In an effort to improve the fuel economy of vehicles and to reduce greenhouse gas emissions, automotive companies are increasing the electrification of their vehicles including passenger cars, public transit vehicles, trucks and trains. The electric powertrain components, such as the energy source, traction electric machines and their drives are important subsystems providing the traction power for electrified vehicles. In the past decade, significant advances have been made to these traction electric powertrain components, such as low cost and lightweight batteries, more efficient electric motors and compact electric drives. However, the automotive industry and government still call for innovative research and developments to improve the electric powertrain efficiency, performance, reliability and durability. This research proposal focuses on developing the next-generation intelligent electric motor drives to improve the overall performance and reliability of the traction electric powertrain at a system level. The intelligence will make the proposed motor drive to be the "brain" instead of one component in the electric powertrain system. More specifically, through analyzing the inputs and observing the outputs of the powertrain system, the proposed intelligent electric motor drive is capable of self-learning and decision making during operation to achieve an improved performance and reliability. Among various traction electric machines, the permanent magnet synchronous machine (PMSM) is dominantly used in electrified vehicle applications, so the proposed research will be primarily focused on PMSM drives. The specific topics of the proposed research encompass comprehensive modeling, accurate machine and drive parameter identification, fault detection and fault tolerant control, and maximum efficiency/torque control strategies for the PMSM drives as well as a possible extension to other electric machine drives. More importantly, intelligent control theory will be investigated and applied in the proposed electric machine drive to exceed the current standard of technology. Therefore, the proposed research will help advance electrified vehicle technologies and provide the Canadian automotive original equipment manufacturers (OEM) and suppliers with product implementable solutions in the near-term with an ultimate aim of making transportation electrification widely acceptable to the consumers.
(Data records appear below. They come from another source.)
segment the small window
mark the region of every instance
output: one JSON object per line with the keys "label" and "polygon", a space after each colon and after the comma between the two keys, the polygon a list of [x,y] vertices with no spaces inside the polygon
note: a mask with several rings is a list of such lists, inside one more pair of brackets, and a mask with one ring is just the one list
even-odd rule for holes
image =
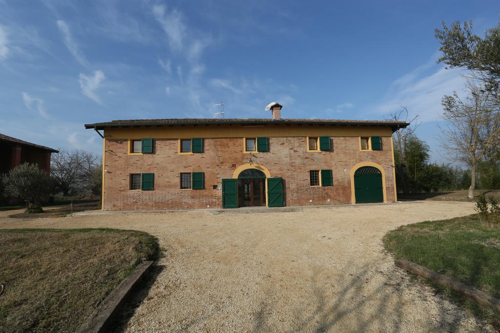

为了提高车辆的燃料经济性并减少温室气体排放，汽车公司正在增加其车辆的电气化，包括乘用汽车、公共交通车辆、卡车和火车。电力传动系统的组成部分，如能源，牵引电机及其驱动器是为电气化车辆提供牵引动力的重要子系统。在过去的十年中，这些牵引电动动力系统部件已经取得了重大进展，例如低成本和轻质电池，更高效的电动机和紧凑的电驱动器。然而，汽车行业和政府仍然呼吁创新研究和开发，以提高电动动力总成的效率，性能，可靠性和耐用性。该研究计划的重点是开发下一代智能电动机驱动器，以提高牵引电动动力系统的整体性能和可靠性。智能将使拟议的电机驱动器成为“大脑”，而不是电动动力系统中的一个组件。更具体地说，通过分析动力系统的输入和观察动力系统的输出，所提出的智能电动机驱动器能够在操作期间进行自学习和决策，以实现改进的性能和可靠性。在各种牵引电机中，永磁同步电机（PMSM）主要用于电气化车辆应用，因此建议的研究将主要集中在PMSM驱动器上。拟议的研究的具体议题包括全面的建模，准确的机器和驱动器参数识别，故障检测和容错控制，以及最大效率/转矩控制策略的PMSM驱动器，以及可能的扩展到其他电机驱动器。更重要的是，智能控制理论将被研究并应用于拟议的电机驱动器，以超过当前的技术标准。因此，拟议的研究将有助于推进电动汽车技术，并在短期内为加拿大汽车原始设备制造商（OEM）和供应商提供产品可实施的解决方案，最终目标是使消费者广泛接受交通电气化。